ABF Singapore Bond Fund

There is a bond fund that consists of highly rated bonds which has the best ratings globally. Although this index is a bond fund, there is no maturity date unlike the SSB or SGS. That is because whenever a bond matures, the portfolio manager will use the proceeds to make another purchase into a similar bond. In other words, the bond fund simply rolls the principle over and over again.

Some of the bonds in this fund consist of SGS, SP PowerAssets Ltd, Temasek Financial I Ltd, Land Transport Authority, PSA Corporation Ltd and Housing Development Board. As a Singaporean, we would know of these common names and probably trust in their ability to repay back the money that they have borrowed.
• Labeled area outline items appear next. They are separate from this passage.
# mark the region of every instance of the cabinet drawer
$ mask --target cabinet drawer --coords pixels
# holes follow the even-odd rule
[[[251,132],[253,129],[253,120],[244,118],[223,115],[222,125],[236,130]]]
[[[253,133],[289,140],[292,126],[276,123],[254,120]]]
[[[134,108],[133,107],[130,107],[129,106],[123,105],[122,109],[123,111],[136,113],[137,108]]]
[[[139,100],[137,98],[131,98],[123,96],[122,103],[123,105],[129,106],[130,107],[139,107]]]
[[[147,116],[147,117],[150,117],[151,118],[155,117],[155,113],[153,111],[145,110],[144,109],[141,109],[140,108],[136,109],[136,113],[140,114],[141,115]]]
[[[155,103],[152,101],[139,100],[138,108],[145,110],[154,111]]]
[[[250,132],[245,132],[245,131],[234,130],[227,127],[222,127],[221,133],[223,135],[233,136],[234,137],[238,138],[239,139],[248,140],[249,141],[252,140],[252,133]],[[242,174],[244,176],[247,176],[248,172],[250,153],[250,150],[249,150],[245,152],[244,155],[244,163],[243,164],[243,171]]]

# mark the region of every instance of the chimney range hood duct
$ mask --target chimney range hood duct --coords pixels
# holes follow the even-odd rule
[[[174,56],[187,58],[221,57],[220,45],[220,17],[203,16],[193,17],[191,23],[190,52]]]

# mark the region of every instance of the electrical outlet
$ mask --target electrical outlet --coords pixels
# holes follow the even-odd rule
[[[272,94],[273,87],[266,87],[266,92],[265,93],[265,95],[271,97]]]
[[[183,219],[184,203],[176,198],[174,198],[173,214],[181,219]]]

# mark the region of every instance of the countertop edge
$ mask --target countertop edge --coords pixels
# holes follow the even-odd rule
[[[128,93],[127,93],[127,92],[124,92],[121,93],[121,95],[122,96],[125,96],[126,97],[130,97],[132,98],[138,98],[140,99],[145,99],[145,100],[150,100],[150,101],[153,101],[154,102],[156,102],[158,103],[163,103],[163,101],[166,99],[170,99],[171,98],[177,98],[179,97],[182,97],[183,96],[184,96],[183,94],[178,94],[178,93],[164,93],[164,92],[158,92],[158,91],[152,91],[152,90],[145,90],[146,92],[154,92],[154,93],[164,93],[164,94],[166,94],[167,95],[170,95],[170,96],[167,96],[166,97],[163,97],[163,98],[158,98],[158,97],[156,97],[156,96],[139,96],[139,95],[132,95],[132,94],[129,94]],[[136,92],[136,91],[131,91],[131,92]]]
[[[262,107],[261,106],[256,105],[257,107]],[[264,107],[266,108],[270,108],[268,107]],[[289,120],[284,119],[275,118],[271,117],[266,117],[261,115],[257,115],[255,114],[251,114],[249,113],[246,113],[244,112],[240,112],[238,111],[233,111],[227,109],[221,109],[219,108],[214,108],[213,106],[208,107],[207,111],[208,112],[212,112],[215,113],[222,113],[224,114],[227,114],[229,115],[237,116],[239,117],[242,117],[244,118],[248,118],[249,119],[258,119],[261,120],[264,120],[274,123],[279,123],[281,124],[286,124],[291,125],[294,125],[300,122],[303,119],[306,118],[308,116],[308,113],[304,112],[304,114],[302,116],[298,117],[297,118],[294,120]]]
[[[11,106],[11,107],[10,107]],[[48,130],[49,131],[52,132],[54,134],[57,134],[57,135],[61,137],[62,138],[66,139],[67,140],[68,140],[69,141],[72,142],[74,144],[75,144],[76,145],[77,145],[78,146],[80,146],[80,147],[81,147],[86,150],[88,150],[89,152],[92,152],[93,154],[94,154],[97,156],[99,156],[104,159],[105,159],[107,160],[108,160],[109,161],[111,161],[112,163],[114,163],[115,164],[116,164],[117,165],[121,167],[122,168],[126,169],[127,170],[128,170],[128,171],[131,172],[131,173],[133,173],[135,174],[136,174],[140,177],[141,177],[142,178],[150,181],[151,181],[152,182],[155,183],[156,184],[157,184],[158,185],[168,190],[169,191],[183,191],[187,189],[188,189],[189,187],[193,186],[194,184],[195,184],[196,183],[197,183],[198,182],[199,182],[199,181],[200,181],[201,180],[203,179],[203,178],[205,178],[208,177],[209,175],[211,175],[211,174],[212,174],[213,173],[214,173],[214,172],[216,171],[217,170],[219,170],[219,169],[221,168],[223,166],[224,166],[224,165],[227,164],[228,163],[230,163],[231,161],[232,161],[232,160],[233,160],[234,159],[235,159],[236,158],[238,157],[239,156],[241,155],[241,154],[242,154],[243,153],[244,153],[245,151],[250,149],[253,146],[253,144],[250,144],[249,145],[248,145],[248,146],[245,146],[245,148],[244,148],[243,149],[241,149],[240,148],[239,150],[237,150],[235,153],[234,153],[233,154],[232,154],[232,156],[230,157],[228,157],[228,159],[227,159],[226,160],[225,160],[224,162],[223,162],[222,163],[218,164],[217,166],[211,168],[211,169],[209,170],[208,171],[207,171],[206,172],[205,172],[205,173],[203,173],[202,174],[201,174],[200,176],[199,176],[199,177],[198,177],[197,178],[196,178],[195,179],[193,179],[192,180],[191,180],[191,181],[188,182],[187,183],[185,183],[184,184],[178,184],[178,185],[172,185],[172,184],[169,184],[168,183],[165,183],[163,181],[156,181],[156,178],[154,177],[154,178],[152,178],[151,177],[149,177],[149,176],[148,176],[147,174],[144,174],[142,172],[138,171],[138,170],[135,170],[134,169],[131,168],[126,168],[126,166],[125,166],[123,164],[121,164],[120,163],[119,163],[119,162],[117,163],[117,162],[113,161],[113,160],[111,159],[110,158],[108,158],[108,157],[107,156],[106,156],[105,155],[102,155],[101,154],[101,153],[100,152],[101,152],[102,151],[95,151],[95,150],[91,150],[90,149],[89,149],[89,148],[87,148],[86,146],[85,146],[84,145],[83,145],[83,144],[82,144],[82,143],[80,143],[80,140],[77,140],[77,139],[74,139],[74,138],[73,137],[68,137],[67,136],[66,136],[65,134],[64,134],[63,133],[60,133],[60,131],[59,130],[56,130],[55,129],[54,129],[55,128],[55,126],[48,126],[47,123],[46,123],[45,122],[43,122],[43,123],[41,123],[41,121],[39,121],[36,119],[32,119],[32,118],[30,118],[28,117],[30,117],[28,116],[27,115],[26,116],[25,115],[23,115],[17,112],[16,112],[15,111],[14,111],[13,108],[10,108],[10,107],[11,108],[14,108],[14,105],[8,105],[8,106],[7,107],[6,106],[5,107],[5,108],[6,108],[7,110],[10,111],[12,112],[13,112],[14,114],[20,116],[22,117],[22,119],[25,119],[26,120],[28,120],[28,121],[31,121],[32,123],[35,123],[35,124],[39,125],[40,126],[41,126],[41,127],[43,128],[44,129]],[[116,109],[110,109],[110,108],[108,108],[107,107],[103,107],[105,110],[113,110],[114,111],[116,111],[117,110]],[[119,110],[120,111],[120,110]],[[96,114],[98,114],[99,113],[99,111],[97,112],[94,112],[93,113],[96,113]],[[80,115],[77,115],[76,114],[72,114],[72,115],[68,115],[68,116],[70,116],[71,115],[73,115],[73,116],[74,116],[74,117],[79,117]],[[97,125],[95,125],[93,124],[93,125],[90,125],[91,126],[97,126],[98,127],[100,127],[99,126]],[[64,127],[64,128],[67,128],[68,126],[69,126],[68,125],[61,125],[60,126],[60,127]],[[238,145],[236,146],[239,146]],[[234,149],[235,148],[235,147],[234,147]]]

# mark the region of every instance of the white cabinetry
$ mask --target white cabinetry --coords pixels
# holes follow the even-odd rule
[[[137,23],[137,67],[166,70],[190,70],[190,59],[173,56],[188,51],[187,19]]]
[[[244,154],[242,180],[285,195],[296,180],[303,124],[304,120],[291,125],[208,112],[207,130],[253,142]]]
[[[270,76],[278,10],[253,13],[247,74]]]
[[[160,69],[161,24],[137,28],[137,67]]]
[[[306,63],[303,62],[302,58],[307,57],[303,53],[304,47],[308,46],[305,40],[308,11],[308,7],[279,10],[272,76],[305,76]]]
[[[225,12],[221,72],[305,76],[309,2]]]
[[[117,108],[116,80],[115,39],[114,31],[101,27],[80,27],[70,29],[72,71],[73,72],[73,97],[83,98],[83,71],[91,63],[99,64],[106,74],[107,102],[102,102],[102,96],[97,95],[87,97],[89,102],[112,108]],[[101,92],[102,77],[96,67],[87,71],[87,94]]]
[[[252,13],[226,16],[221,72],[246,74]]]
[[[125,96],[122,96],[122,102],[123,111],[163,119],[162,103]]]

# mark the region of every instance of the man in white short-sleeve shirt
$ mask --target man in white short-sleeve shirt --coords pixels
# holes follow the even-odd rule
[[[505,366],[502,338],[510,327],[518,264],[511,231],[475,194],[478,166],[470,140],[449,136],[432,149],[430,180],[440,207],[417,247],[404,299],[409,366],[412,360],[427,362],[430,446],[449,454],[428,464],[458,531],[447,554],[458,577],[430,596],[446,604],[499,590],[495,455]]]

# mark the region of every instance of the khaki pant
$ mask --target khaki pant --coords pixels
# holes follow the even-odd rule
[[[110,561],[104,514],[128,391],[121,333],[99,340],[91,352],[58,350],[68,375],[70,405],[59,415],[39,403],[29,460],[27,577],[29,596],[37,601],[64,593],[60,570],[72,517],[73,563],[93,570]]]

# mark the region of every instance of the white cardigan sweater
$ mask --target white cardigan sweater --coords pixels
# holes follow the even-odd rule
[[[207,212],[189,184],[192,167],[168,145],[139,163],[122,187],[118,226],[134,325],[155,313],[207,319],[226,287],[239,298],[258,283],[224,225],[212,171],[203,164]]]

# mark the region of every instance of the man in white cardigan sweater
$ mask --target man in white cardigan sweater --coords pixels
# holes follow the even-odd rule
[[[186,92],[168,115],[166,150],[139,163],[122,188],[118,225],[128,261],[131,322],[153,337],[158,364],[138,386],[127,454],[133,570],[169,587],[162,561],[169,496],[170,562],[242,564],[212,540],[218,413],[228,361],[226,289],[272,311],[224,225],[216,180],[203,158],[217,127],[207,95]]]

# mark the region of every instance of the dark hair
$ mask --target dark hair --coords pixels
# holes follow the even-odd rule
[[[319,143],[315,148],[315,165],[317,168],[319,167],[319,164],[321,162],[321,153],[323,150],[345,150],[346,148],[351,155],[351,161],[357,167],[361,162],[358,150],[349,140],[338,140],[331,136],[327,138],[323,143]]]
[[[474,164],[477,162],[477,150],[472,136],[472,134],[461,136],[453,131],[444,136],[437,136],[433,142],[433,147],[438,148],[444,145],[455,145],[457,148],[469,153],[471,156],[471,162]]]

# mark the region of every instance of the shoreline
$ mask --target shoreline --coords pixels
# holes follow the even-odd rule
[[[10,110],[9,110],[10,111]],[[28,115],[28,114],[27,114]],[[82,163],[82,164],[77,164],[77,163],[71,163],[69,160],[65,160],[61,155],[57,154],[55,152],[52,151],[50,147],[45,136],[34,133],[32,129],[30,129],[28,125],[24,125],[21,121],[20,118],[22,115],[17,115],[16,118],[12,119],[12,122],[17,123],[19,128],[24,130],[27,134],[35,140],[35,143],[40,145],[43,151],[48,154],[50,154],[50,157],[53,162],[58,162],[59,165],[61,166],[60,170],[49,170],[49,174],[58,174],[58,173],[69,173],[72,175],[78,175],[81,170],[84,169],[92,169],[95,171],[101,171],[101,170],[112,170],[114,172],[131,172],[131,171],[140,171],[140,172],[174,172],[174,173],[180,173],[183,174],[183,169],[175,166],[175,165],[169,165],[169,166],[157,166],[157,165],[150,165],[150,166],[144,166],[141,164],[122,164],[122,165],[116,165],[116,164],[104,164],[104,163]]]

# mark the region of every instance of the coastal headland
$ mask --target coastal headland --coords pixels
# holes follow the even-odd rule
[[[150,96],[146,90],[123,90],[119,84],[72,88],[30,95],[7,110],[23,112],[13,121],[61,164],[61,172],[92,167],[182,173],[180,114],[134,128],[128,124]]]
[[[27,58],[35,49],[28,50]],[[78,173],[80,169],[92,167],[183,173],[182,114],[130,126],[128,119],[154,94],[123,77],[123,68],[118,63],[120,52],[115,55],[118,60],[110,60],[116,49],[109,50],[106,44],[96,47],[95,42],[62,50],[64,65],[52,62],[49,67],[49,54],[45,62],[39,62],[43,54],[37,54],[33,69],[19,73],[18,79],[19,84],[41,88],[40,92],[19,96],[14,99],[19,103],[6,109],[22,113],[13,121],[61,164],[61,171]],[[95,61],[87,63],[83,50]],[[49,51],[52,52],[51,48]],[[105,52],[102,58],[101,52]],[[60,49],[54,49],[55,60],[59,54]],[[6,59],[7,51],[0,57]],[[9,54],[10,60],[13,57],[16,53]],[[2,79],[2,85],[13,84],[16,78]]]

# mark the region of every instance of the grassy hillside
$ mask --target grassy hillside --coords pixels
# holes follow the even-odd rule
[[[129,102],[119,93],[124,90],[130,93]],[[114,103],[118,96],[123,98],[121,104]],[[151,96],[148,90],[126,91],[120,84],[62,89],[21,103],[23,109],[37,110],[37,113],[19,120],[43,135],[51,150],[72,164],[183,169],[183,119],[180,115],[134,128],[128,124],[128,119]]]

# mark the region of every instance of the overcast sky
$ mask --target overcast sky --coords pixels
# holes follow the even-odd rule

Pros and cons of ABF SG Bond Fund

SSB ABF
Min. Invest Required $500 $115 + Transection Cost
Liquidity High High
Net Present Value Lower Higher
Investment Limit $100,000 No limit
Risk Risk-Free Low

 

Pros and cons of SSB VS ABF SG Bond Fund

Pros:

The minimum investment amount can be as low as $115 (lot of 100 x $1.15 – intraday as of 27 Oct 2015), though one still has to bear in mind the transection cost incurred. Investing in such high quality bonds would allow Singaporeans to earn higher interest to help them generate a better return to combat inflation.

Cons:

Since there is no maturity, we will always face the risk that we might make losses if the market acts against the bonds that the ABF is holding. No maturity means that the only way to get back the investment would be to sell off our stakes. In the process of doing that, we may potentially realize the losses too especially if the market isn’t good. Thus this bond investment does carry with it some market risk.

SSB vs. SGS vs. ABF SG Bond Fund

As long as we have intentions for our invested money to be liquid and guaranteed, always choose the SSB.

The SGS and ABF SG Bond Fund could be alternative worth considering if we do not mind some exposure to market risk, or if we would like to invest beyond the $100,000 limit set on the SSB.